A portfolio of three UK wind farms with a combined capacity of 151MW has reached financial close after securing a £210 million ($257.7 million; €245.3 million) debt package.
Developer Banks Renewables received £140 million of the total from Macquarie Infrastructure Debt Investment Solutions, which provided long-term liquidity comprising both fixed rate and CPI-linked tranches.
The remainder was provided by ING, National Australia Bank and Rabobank in a deal arranged by Santander. The £70 million commercial debt included construction guarantee and revolving credit facilities as well as various bond facilities.
David Wadham, head of utilities at law firm Ashurst, which advised Banks Renewables on the deal, hailed the combination of institutional debt and commercial guarantee facilities in the transaction as “complex and quite unusual” for a construction project.

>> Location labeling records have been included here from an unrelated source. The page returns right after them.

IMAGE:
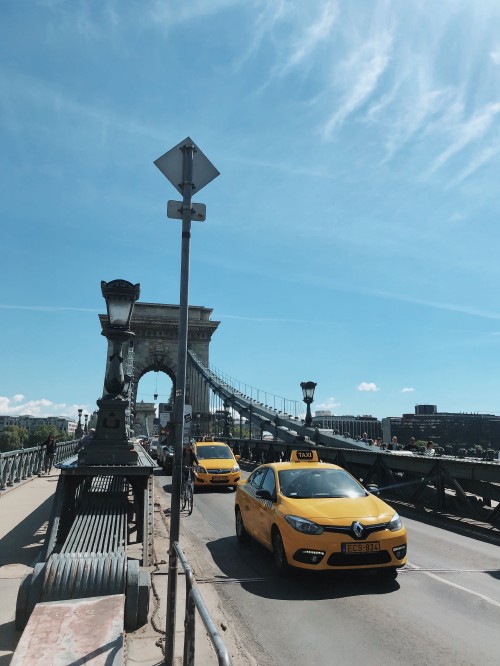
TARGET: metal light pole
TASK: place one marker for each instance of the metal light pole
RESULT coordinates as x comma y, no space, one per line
308,393
179,165
79,429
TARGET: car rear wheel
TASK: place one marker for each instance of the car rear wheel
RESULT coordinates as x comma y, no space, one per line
279,554
241,533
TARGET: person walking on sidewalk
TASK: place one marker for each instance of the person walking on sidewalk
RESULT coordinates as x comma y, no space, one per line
49,449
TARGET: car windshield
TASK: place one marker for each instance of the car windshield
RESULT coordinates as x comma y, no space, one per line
309,483
213,451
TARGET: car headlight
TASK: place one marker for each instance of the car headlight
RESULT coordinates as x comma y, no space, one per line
303,525
395,523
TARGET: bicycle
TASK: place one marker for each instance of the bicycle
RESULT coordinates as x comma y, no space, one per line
187,490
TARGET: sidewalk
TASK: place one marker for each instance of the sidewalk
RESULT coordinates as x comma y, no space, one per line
24,514
24,511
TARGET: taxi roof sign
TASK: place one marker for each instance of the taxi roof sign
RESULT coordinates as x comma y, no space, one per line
304,456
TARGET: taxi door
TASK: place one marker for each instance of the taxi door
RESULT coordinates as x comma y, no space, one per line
250,505
265,509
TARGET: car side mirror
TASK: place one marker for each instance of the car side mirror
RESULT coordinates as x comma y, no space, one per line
265,494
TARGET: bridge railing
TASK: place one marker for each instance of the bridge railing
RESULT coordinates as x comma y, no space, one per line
18,465
194,601
465,487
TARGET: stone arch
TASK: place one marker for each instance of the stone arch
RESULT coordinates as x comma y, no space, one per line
154,347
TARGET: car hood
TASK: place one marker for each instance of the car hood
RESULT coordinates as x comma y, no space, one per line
221,463
332,510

The three wind farms are now all set to be built by 2019 as per the conditions of their Contract for Difference subsidy. Banks Renewables secured CfDs for the 88MW Kype Muir and 51MW Middle Muir wind farms in Scotland and the 12MW Moor House site in England in the first and only auction so far for the mechanism in February 2015. Chief executive Simon Fisher said the financial backing granted to the wind trio is a vote of confidence for the beleaguered UK onshore wind industry.
“Onshore wind represents the best value renewable energy technology for UK bill payers, and it's exciting to now be accelerating the process of taking these three wind farms forward,” he said.
The next CfD round will take place in April with £290 million of government support funding to be set aside. However, onshore wind projects are due to be excluded from the auction after the government said it was looking to back “less established” renewable energy sources such as offshore wind, biomass, wave and tidal power.